(In Press) "TreeTracker Join: Simple, Optimal, Fast", Zeyuan Hu, Yisu Remy Wang and Daniel P. Miranker, ACM Transactions on Database Systems, See the preprint. The version on arxiv is very different.
In 1981 Yannakakis published an optimal algorithm for the evaluation of a special class of database queries, acyclic conjunctive queries. At that time it was not yet understood that nearly all real-world queries are acyclic. Even so, Yannakakis' algorithm has remained a formal result where the low order terms neglected in the complexity analysis almost always dominate when the algorithm is implemented and embedded in a database management system.
The algorithm in our result is also optimal. Yet our new algorithm requires changes in about 3 lines of pseudo code of one of the fastest and most popular algorithms used in enterprise class database management systems. Thus our contribution is the first optimal algorithm that is downward compatible with existing systems and can improve their query execution speed.
July 15, 2025, Broadcom's newly announced product ethernet product, Tomahawk Ultra, does operations in the network. Now known as In-Network Collectives. Identifying these operations as bottlenecks in parallel AI computation was first identified by Stolfo and Miranker and implemented in the interprocessor communication network of the DADO 2, a 1023 Processor AI Computer (1983)

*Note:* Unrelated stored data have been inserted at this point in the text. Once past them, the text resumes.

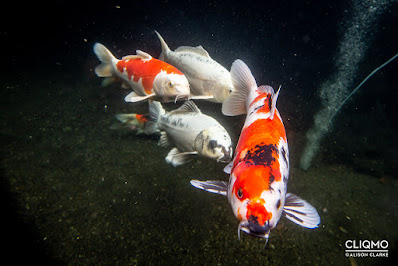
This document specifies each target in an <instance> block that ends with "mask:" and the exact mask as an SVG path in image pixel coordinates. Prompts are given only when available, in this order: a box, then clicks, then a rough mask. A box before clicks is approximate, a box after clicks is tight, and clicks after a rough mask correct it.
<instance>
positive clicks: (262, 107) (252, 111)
mask: <svg viewBox="0 0 398 266" xmlns="http://www.w3.org/2000/svg"><path fill="white" fill-rule="evenodd" d="M263 107H264V104H262V105H260V106H257V107H256V108H254V110H253V111H251V113H250V114H249V116H250V115H251V114H253V113H255V112H256V111H257V110H258V109H261V108H263Z"/></svg>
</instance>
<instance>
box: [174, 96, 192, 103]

May 7th, 2025 Data.World aquired by ServiceNow, Previously, Capsenta Inc. which was spun out of the Miranker Lab was aquired by Data.World
My primary research and teaching interest always concerns advances in the intersection of artificial intelligence, scaling up database management systems, parallel and distributed computing and the challenges of creating systems that integrate all three. From time to time technology developments in other areas yield a new discpline as the next source of order-of magnitude larger amounts of data. The result is the set of open problems is continually renewed and the pleasure of having to learn new things and making interdisciplinary contributions is a never ending cycle of exciting opportunity.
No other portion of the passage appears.